The reason: Ships are stuck at ports for days in floating traffic jams. Pandemic restrictions have limited dockworker and truck driver availability. If a container can’t be unloaded in one place, it can’t be loaded in another.
“I’ve never seen anything like this,” said Lars Mikael Jensen, head of Global Ocean Network at A.P. Moller-Maersk, the world’s largest shipping company, in The New York Times. “All the links in the supply chain are stretched. The ships, the trucks, the warehouses.”
To try and make up time, vessels are also staying docked for less time than originally planned. “So maybe they were scheduled to be there for 10 days, but because they are trying to make up time in their schedules, they leave in two days with a container that isn’t full,” Holdsworth says.
This means last-minute purchasing is no longer an option. “The opportunity to spot-purchase a product and catch a vessel before it sails is not possible today,” Pearce explains.
“Pre-COVID, you could get a product moving in two weeks, Holdsworth adds. “Now it takes at least six to eight weeks.”
Holdsworth says people are responding by using “a bunker mentality” where they are trying to cover their own situations as best they can.
“People are even trying to pre-book space in a container and pay for it before they even know what product they are going to move,” he says. “This blocks up capacity longer.”
The companies that suffer the worst are those that don’t plan well. “As they say, ‘Failing to plan is planning to fail,” Pearce says.
Successful companies are embracing long lead times. “They have to regularly check where their orders are in the make-move-ship cycle,” he urges. “Plan several months ahead. Secure as much of your forecast volumes ahead of time. Then confirm and reconfirm that containers are secured and sailing times are known. Check and check again.”
Firming prices to avoid overpayment is also a wise move, Pearce advises.
Shipping Containers Remain Hard to Secure
Containers arrived on the scene in 1956, revolutionizing global trade. They came in standard sizes, making it easy to load and move them by cranes, trucks, trains, and ships.
As shipping delays amplified during the pandemic, containers became harder and harder to come by, yet imports increased.

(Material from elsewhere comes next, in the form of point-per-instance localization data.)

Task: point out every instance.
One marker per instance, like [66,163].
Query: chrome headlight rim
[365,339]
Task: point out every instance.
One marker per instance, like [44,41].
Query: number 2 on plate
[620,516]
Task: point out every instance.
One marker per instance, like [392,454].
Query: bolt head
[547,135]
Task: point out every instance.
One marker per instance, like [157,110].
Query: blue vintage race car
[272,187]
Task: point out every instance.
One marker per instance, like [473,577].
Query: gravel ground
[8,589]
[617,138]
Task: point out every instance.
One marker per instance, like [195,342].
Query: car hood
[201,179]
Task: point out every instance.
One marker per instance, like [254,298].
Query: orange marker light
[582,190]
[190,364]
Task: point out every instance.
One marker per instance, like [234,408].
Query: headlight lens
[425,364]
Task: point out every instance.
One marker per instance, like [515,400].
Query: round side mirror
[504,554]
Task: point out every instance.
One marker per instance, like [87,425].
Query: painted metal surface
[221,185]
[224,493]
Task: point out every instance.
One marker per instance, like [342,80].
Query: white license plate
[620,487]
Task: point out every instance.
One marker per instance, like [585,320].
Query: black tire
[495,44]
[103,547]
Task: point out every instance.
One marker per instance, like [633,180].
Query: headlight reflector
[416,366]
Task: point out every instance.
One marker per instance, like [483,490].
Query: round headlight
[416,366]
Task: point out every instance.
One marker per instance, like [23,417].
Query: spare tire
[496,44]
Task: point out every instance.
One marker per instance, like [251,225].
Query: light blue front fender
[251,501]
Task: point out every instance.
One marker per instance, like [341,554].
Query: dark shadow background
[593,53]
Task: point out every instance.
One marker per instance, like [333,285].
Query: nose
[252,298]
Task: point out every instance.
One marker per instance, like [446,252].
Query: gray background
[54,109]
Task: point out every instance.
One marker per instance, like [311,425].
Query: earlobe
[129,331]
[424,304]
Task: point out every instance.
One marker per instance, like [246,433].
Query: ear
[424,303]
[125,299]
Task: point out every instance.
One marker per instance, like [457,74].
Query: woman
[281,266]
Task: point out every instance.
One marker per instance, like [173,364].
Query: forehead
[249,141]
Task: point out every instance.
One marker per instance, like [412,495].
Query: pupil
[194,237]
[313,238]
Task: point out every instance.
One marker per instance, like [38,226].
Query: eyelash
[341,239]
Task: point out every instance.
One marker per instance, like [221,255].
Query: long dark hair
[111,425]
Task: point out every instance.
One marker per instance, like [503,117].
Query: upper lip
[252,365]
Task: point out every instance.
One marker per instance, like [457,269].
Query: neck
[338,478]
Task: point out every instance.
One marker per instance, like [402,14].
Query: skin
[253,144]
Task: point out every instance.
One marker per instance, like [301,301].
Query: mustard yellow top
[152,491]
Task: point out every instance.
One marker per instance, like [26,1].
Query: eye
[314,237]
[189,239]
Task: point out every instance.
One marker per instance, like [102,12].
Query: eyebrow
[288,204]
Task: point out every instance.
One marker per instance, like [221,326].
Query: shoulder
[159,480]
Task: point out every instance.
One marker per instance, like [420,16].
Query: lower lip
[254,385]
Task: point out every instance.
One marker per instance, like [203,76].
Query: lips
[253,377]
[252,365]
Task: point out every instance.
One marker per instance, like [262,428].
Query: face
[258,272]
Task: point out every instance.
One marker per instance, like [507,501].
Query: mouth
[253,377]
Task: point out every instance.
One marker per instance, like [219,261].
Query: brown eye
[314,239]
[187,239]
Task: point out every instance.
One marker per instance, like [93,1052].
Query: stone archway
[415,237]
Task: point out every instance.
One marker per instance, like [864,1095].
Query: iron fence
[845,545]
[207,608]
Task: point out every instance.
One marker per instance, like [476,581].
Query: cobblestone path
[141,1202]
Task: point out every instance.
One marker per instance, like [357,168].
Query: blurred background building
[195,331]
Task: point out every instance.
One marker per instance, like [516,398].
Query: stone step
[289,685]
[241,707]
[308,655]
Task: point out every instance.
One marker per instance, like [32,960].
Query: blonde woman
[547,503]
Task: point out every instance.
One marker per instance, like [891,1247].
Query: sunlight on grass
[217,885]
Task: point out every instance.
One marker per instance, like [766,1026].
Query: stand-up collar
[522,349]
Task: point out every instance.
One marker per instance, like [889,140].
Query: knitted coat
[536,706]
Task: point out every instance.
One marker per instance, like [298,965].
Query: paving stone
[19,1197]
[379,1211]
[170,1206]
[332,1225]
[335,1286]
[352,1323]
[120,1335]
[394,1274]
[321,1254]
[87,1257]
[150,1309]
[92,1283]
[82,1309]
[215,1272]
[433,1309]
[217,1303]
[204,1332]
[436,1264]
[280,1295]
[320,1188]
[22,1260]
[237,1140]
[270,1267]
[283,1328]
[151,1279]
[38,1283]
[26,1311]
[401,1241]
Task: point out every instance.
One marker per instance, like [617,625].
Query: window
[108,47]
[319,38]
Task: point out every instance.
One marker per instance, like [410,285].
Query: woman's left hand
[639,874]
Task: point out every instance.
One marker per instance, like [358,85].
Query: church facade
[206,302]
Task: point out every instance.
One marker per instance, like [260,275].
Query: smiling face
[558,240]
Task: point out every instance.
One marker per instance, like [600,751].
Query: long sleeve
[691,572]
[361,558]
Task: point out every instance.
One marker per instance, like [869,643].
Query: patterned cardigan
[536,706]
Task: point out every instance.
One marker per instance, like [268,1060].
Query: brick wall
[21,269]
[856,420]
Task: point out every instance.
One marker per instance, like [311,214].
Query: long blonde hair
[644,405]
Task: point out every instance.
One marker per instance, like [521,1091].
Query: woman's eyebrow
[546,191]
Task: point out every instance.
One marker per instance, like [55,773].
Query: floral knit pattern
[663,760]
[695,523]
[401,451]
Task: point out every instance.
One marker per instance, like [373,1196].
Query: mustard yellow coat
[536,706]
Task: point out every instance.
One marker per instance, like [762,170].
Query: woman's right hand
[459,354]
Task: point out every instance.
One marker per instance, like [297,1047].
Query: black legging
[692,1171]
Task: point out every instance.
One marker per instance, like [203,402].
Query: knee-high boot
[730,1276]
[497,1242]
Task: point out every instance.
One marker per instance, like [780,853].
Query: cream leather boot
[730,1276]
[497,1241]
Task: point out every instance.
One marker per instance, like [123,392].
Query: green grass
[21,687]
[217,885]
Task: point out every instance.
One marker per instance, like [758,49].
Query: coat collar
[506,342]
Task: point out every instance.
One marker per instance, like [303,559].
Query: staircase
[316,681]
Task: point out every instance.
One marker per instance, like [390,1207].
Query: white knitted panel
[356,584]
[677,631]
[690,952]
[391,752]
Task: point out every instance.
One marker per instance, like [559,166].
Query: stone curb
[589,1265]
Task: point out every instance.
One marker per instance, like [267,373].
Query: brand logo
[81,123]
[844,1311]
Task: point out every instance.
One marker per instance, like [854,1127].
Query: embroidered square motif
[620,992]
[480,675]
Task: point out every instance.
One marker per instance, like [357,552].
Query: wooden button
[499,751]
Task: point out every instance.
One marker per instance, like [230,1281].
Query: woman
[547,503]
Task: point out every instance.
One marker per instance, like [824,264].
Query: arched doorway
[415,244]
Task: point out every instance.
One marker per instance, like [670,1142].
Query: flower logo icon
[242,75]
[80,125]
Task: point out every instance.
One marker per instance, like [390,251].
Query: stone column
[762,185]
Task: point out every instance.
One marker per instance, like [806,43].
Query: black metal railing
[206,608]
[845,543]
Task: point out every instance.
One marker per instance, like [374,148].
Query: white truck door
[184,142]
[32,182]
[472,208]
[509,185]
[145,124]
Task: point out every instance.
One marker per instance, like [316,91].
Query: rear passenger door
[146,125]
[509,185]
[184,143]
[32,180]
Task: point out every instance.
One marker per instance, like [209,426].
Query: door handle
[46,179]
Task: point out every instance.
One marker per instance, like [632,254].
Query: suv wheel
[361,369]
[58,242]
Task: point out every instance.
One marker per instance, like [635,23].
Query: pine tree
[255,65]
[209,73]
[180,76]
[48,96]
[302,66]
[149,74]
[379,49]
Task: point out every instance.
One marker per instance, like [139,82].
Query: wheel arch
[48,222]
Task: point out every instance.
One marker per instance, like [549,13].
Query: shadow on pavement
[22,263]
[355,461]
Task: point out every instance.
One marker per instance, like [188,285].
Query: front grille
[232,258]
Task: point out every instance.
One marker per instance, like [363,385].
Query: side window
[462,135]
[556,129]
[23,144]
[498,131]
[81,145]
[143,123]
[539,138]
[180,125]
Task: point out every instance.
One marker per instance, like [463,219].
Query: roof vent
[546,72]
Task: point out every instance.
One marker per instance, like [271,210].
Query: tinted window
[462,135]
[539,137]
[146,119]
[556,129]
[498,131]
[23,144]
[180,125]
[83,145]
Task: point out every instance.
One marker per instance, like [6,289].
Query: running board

According to S&P Global Market Intelligence’s Panjiva, total U.S. imports of containerized freight surged 20% in February compared to last year and 15% more than in February 2019, extending a record sixth straight month of double-digit growth and signaling that congestion issues will continue through the summer.
China produces 96% of shipping containers in the world, Pearce says. As a result of the apparent lack of containers, China has been manufacturing 300,000 containers every month since November-December 2020, Pearce explains. “But this increase has still been unable to keep pace with increased demand,” he adds.
While this means container space availability isn’t as bad as it was, the problem now is the lack of vessels to put the containers on. “We have more boxes to put stuff in, but fewer ships to carry the boxes,” he says. Unfortunately, bigger boats aren’t the answer. “As boats get bigger, they become less stable in stormy weather, increasing the risk of losing shipments,” Holdsworth explains.
Freight Rates Remain High
Experts expect freight rates to stay high for the next two months. They have come down a little bit from their really high peaks, but they are still two to three times what they were a year ago, Holdsworth says.
“A lot of carriers tried to sail through Chinese New Year to create a small surplus of available capacity,” Holdsworth points out, hoping there would be a drop in prices as a result. “But as we went through that period, rates stayed flat to where they were, which is still at a pretty high premium.”
The bright spot is that “Chinese suppliers we’ve talked to are saying it’s peaked in terms of pricing,” Pearce says, “but the reset will be gradual and take longer than people originally anticipated.”